China Mobile recently released its Q3 earnings results, with total revenues up 1.4% year-over-year, while net profit in Q3 was down only 0.3%.

China Mobile’s shares have extended their correction from the recent highs above USD 38 recorded in the third week of August. Nevertheless, there is no reason to panic and as long as the price of China Mobile shares remains above USD 30, the shares will remain in the “buy” zone.

China Mobile shares could be a good investment opportunity and most financial analysts expect their price to rise significantly in the coming years. China Mobile’s profitability is better than that of its competitors, the company has a stable dividend and intends to maintain dividend payments.

China Mobile’s revenues have grown steadily over the last decade and the company has distributed more than $24 billion in dividends to its shareholders over the last three years. If we compare the total equity of $159 billion and the market capitalization of $131 billion, we can see that this stock is not overvalued and that now might be a good time to buy China Mobile shares.

Technical analysis: $30 is a very strong support.
Data source: tradingview.com

If we take a look at the chart above (period of one year), we can see that the price of this stock has dropped from $44.9 to $30.12 and started to rise. On this chart I have marked important resistance and support levels.

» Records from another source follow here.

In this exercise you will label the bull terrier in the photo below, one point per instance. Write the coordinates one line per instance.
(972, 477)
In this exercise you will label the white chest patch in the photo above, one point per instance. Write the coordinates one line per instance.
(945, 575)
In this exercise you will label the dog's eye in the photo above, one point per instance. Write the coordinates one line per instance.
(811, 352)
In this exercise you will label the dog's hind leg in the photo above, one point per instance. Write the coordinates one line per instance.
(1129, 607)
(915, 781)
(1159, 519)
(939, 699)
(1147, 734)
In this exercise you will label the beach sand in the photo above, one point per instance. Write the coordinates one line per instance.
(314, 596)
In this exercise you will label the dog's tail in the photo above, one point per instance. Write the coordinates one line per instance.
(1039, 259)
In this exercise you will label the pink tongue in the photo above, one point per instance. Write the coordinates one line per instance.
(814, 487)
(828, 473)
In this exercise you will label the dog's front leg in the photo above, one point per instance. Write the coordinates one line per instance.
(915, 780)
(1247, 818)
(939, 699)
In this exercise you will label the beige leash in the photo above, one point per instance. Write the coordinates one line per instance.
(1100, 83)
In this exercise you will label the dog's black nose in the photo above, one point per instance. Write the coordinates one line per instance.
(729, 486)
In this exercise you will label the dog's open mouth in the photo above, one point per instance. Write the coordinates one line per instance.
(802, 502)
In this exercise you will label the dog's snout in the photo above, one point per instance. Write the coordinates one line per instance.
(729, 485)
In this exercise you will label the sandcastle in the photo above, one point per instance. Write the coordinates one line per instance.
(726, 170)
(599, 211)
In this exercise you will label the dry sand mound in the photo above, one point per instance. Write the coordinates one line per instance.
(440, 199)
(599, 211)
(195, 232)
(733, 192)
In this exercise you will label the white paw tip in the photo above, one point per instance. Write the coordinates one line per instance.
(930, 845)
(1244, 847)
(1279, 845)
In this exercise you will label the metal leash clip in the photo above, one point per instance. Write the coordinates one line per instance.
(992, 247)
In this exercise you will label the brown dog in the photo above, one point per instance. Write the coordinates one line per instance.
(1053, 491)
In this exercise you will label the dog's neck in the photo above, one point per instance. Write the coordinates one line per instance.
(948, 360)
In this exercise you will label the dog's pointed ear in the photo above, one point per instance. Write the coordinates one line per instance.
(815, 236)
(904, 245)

The important support levels are $32 and $30, $35 and $40 represent the resistance levels. If the price jumps above $35, it would be a “buy” signal and we have the open path to $38.

A rise above $40 supports the continuation of the bullish trend and the next target price could be around $50. If the price falls in the coming period, any price in the $20-30 range could be a very good opportunity to invest in China Mobile stocks.

Summary

The U.S. elections are being watched closely, according to the latest news Biden is taking the lead in Georgia, but the U.S. presidential election is progressing, with the winner not yet officially announced. China Mobile has recently released the results of 3rd quarter profits, total revenues increased by 1.4% year-on-year, while net profit in the 3rd quarter only decreased by 0.3% year-on-year. China Mobile shares could be a good investment opportunity, and most financial analysts also expect their price to rise significantly in the coming years.